CSC 555 Mining Big Data
Assignment 4
Due Monday, February 26th
1) Consider a Hadoop job that will result in 79 blocks of output to HDFS.
Suppose that reading a block takes 1 minute and writing an output block to HDFS takes 1 minute. The HDFS replication factor is set to 2.
a) How long will it take for the reducer to write the job output on a 5-node Hadoop cluster? (ignoring the cost of Map processing, but counting replication cost in the output writing).
b) How long will it take for reducer(s) to write the job output to 10 Hadoop worker nodes? (Assume that data is distributed evenly and replication factor is set to 1)
c) How long will it take for reducer(s) to write the job output to 10 Hadoop worker nodes? (Assume that data is distributed evenly and replication factor is set to 2)
d) How long will it take for reducer(s) to write the job output to 100 Hadoop worker nodes? (Assume that data is distributed evenly and replication factor is set to 1)

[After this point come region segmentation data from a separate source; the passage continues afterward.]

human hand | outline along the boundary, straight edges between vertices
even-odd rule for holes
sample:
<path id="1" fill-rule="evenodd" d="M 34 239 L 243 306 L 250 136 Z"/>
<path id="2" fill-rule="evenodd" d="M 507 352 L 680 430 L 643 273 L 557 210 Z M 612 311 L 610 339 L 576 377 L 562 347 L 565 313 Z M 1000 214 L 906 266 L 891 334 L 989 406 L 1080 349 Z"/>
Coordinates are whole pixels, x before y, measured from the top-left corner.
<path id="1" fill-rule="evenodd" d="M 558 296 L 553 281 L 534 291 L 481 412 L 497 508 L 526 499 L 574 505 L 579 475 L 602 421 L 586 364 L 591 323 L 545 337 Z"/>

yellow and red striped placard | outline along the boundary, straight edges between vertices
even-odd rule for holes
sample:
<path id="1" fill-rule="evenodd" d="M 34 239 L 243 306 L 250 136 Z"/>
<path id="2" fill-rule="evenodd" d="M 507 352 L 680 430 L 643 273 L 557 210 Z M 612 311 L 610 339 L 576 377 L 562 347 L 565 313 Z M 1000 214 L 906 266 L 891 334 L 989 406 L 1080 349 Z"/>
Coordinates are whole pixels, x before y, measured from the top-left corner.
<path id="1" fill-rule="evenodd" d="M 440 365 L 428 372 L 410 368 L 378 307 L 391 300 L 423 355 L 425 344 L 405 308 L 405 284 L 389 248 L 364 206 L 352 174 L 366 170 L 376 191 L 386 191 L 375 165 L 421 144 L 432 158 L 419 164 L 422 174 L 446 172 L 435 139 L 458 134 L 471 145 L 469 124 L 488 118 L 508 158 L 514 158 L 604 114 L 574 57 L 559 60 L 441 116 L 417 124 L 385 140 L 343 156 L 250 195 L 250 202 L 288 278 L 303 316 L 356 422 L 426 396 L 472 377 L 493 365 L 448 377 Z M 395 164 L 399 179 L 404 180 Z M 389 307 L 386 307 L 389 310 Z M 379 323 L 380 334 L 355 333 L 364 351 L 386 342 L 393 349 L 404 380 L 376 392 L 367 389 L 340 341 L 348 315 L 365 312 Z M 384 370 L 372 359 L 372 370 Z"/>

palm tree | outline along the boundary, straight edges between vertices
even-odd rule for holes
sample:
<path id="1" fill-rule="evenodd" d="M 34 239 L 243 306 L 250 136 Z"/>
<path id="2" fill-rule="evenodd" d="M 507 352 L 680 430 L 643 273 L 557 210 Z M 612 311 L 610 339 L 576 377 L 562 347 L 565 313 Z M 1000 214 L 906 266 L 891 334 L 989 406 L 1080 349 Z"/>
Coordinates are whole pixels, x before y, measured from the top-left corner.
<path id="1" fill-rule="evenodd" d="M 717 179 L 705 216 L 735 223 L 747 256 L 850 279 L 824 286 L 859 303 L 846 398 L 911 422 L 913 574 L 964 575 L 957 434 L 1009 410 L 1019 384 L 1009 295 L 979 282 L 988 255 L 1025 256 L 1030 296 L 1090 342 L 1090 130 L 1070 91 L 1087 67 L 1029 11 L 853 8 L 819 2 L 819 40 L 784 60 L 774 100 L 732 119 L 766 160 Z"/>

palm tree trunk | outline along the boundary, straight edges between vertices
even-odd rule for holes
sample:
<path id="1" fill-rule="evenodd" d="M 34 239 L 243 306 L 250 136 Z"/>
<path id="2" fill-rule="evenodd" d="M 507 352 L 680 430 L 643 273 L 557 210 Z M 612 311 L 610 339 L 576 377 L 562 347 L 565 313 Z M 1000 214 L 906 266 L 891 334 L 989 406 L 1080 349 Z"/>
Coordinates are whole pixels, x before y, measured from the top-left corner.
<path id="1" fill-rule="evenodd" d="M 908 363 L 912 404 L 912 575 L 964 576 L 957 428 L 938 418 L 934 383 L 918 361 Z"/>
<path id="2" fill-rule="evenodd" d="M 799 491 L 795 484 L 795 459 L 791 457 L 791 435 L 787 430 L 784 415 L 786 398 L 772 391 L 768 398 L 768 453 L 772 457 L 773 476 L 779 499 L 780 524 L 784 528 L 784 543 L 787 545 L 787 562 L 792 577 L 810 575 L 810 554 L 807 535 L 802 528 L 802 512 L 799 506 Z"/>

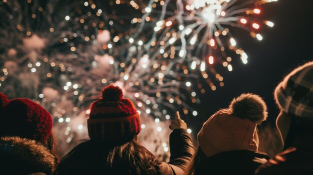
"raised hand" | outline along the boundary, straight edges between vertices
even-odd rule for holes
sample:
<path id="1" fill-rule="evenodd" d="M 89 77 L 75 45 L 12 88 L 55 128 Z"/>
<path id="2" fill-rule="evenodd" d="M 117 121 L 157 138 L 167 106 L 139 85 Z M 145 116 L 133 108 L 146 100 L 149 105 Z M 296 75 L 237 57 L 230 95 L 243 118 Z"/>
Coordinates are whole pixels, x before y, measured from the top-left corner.
<path id="1" fill-rule="evenodd" d="M 176 112 L 176 115 L 175 117 L 175 120 L 172 121 L 170 125 L 170 129 L 174 130 L 176 129 L 187 129 L 187 124 L 185 122 L 180 119 L 180 116 L 178 111 Z"/>

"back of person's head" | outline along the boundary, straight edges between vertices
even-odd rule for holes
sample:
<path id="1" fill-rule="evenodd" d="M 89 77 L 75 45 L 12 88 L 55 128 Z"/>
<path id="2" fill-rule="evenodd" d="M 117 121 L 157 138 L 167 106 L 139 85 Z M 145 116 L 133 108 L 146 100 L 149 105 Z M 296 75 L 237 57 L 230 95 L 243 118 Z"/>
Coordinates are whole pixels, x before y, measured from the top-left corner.
<path id="1" fill-rule="evenodd" d="M 132 102 L 122 96 L 117 86 L 104 88 L 101 97 L 90 105 L 87 122 L 90 140 L 64 157 L 56 175 L 155 173 L 156 158 L 136 142 L 139 115 Z"/>
<path id="2" fill-rule="evenodd" d="M 197 136 L 198 148 L 186 174 L 192 174 L 202 159 L 220 152 L 258 151 L 256 126 L 265 121 L 267 116 L 266 104 L 259 96 L 248 93 L 234 98 L 228 109 L 218 111 L 203 125 Z"/>
<path id="3" fill-rule="evenodd" d="M 48 147 L 55 156 L 50 113 L 27 98 L 9 100 L 0 92 L 0 137 L 18 136 L 34 140 Z"/>
<path id="4" fill-rule="evenodd" d="M 52 118 L 41 106 L 26 98 L 9 100 L 0 92 L 0 137 L 35 141 L 47 148 L 58 162 Z"/>
<path id="5" fill-rule="evenodd" d="M 285 148 L 292 144 L 288 135 L 291 140 L 294 134 L 313 135 L 313 62 L 288 74 L 275 89 L 274 97 L 281 111 L 276 124 Z"/>
<path id="6" fill-rule="evenodd" d="M 52 130 L 48 112 L 26 98 L 8 100 L 0 93 L 0 136 L 18 136 L 45 144 Z"/>

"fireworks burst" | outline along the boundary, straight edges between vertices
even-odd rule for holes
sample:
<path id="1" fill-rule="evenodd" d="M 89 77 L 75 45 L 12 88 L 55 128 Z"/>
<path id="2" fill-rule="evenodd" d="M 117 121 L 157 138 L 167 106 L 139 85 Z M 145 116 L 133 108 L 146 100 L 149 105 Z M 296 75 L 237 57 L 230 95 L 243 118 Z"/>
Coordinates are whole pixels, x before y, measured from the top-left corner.
<path id="1" fill-rule="evenodd" d="M 178 12 L 181 15 L 176 18 L 183 21 L 184 25 L 178 27 L 181 30 L 180 56 L 192 60 L 191 70 L 200 72 L 212 90 L 216 87 L 210 74 L 220 86 L 224 86 L 223 77 L 212 67 L 216 62 L 227 67 L 230 71 L 233 69 L 231 61 L 236 54 L 240 55 L 243 63 L 248 63 L 247 54 L 238 46 L 236 36 L 230 31 L 234 28 L 241 28 L 248 31 L 252 38 L 262 40 L 260 30 L 262 24 L 272 27 L 274 24 L 260 19 L 262 13 L 260 7 L 276 1 L 187 0 L 186 4 L 180 3 L 179 9 L 183 11 Z"/>
<path id="2" fill-rule="evenodd" d="M 215 90 L 212 79 L 224 83 L 214 64 L 232 71 L 232 51 L 246 63 L 230 30 L 241 28 L 261 40 L 262 22 L 254 17 L 261 9 L 249 6 L 270 1 L 0 1 L 0 41 L 6 43 L 0 45 L 0 89 L 48 109 L 62 145 L 86 137 L 88 106 L 108 84 L 146 117 L 142 129 L 154 121 L 155 135 L 166 133 L 162 121 L 176 111 L 198 115 L 190 106 L 200 103 L 196 87 L 206 92 L 200 76 Z M 168 151 L 166 138 L 156 142 Z M 152 150 L 160 153 L 158 147 Z"/>

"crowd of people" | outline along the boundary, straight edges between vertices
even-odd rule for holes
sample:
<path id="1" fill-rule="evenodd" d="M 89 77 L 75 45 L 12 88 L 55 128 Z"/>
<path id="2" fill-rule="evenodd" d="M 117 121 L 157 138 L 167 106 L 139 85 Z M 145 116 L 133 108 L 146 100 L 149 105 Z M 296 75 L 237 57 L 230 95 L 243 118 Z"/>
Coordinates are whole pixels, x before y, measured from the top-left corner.
<path id="1" fill-rule="evenodd" d="M 91 104 L 90 139 L 61 160 L 50 113 L 30 99 L 0 93 L 0 175 L 313 175 L 313 62 L 288 74 L 274 98 L 282 153 L 270 159 L 260 152 L 257 126 L 266 119 L 266 103 L 244 93 L 208 118 L 196 148 L 176 112 L 166 163 L 138 142 L 139 114 L 117 86 L 105 87 Z"/>

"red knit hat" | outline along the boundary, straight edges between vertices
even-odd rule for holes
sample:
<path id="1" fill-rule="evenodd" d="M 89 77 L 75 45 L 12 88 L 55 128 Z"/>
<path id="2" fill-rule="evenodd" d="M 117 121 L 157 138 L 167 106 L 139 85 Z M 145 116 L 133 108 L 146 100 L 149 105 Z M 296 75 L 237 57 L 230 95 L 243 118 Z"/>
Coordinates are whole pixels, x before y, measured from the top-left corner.
<path id="1" fill-rule="evenodd" d="M 90 107 L 87 121 L 91 139 L 120 145 L 132 140 L 140 131 L 139 115 L 132 102 L 123 98 L 118 87 L 108 85 L 101 91 L 102 96 Z"/>
<path id="2" fill-rule="evenodd" d="M 44 142 L 51 134 L 50 114 L 30 99 L 9 100 L 0 93 L 0 137 L 18 136 Z"/>

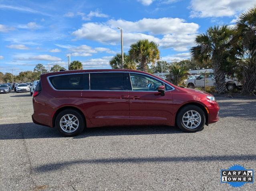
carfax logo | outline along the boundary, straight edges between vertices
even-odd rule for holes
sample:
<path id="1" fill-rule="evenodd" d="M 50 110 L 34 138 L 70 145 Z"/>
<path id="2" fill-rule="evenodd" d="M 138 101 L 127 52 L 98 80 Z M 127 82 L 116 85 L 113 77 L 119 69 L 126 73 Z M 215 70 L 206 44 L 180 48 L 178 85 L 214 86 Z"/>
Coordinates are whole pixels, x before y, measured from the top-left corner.
<path id="1" fill-rule="evenodd" d="M 246 183 L 253 183 L 254 171 L 243 166 L 235 165 L 228 169 L 220 171 L 220 182 L 228 183 L 234 187 L 242 186 Z"/>

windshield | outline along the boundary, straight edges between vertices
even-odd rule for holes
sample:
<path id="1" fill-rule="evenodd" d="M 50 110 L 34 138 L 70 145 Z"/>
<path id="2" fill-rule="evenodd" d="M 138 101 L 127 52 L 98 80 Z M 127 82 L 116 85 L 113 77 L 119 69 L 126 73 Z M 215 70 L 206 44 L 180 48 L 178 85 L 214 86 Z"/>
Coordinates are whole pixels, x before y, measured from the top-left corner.
<path id="1" fill-rule="evenodd" d="M 19 87 L 24 87 L 25 86 L 28 86 L 28 85 L 26 84 L 19 84 L 18 85 L 18 86 Z"/>

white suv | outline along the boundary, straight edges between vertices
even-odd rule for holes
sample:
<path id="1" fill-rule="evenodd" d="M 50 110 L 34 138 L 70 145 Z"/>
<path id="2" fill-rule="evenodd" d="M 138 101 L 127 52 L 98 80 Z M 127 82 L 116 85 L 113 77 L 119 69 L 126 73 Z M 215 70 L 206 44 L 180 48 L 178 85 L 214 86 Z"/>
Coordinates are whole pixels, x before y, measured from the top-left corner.
<path id="1" fill-rule="evenodd" d="M 214 75 L 213 74 L 207 74 L 206 81 L 206 86 L 214 86 L 215 82 Z M 240 83 L 236 80 L 232 80 L 226 77 L 227 89 L 232 91 L 238 87 L 241 86 Z M 187 87 L 189 88 L 195 88 L 195 87 L 204 87 L 204 74 L 202 74 L 195 79 L 189 79 L 186 81 Z"/>
<path id="2" fill-rule="evenodd" d="M 37 85 L 37 83 L 39 82 L 39 80 L 36 80 L 34 81 L 32 85 L 30 86 L 30 95 L 32 95 L 33 94 L 33 92 L 34 91 L 34 89 L 36 88 L 36 86 Z"/>

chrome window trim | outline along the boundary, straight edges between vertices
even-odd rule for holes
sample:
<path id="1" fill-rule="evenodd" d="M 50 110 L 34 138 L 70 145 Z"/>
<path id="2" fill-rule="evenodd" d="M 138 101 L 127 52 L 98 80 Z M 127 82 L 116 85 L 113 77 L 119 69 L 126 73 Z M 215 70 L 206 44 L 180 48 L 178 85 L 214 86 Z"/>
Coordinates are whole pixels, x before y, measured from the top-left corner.
<path id="1" fill-rule="evenodd" d="M 91 73 L 129 73 L 129 76 L 130 77 L 130 81 L 131 81 L 131 88 L 132 88 L 132 90 L 125 90 L 125 91 L 123 91 L 123 90 L 91 90 L 91 76 L 90 75 L 90 74 Z M 140 73 L 139 72 L 130 72 L 130 71 L 103 71 L 103 72 L 78 72 L 78 73 L 67 73 L 67 74 L 57 74 L 56 75 L 50 75 L 50 76 L 47 76 L 47 77 L 46 77 L 47 81 L 48 81 L 48 83 L 49 83 L 49 84 L 50 85 L 50 86 L 51 87 L 54 89 L 54 90 L 55 90 L 56 91 L 133 91 L 133 92 L 158 92 L 157 91 L 133 91 L 133 86 L 131 84 L 131 75 L 130 75 L 130 74 L 131 73 L 135 73 L 135 74 L 140 74 L 141 75 L 145 75 L 146 76 L 149 76 L 149 77 L 152 77 L 153 78 L 154 78 L 155 79 L 156 79 L 157 80 L 158 80 L 159 81 L 160 81 L 161 82 L 162 82 L 164 84 L 166 85 L 167 85 L 171 87 L 171 88 L 172 88 L 172 89 L 171 90 L 168 90 L 167 91 L 165 91 L 165 92 L 170 92 L 171 91 L 172 91 L 173 90 L 174 90 L 175 89 L 175 88 L 174 88 L 174 87 L 173 87 L 172 86 L 171 86 L 171 85 L 169 85 L 169 84 L 168 84 L 167 83 L 165 83 L 165 82 L 162 81 L 161 80 L 158 79 L 157 78 L 156 78 L 153 76 L 152 76 L 151 75 L 149 75 L 148 74 L 144 74 L 143 73 Z M 57 90 L 54 87 L 53 87 L 53 86 L 52 86 L 52 83 L 50 83 L 50 80 L 49 79 L 49 78 L 50 77 L 54 77 L 54 76 L 61 76 L 61 75 L 73 75 L 73 74 L 89 74 L 89 90 Z"/>

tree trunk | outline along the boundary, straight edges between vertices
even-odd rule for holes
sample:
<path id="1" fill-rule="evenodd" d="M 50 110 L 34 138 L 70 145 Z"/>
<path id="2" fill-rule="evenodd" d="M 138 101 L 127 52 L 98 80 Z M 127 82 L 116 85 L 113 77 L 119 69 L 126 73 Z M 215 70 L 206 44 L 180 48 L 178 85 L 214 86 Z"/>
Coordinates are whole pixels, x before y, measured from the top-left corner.
<path id="1" fill-rule="evenodd" d="M 216 90 L 218 94 L 224 94 L 226 90 L 226 82 L 225 73 L 222 68 L 221 58 L 218 57 L 217 55 L 213 55 L 212 60 L 214 69 L 214 85 Z"/>
<path id="2" fill-rule="evenodd" d="M 145 58 L 142 58 L 141 59 L 141 65 L 140 66 L 140 70 L 143 72 L 147 71 L 147 61 Z"/>

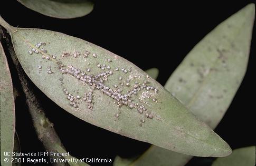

e) Suppose that replication factor was changed to 3: how long will it take for the reducer to write the job output on a 5-node Hadoop cluster? (same question as a) but with replication of 3).
You can ignore the network transfer costs as well as the possibility of node failure.
f) Consider the following graph
Compute the page rank for the nodes in this graph. If you are multiplying matrices manually, you may stop after 6 steps. If you use a tool (e.g., Matlab, website, etc.) for matrix multiplication, you should get your answer to converge.
g) Now consider a dead-end node Q:
What is the page rank of Q?
h) Exercise 5.1.6 from Mining of Massive Datasets
2) Given the input data [(1pm, $5), (2pm, $15), (3pm, $15), (4pm, $20), (5pm, $10), (6pm, $20), (7pm, $30), (8pm, $25), (9pm, $22), (10pm, $30), (11pm, $30), (12pm, $40)]. We will discuss Storm on Wednesday.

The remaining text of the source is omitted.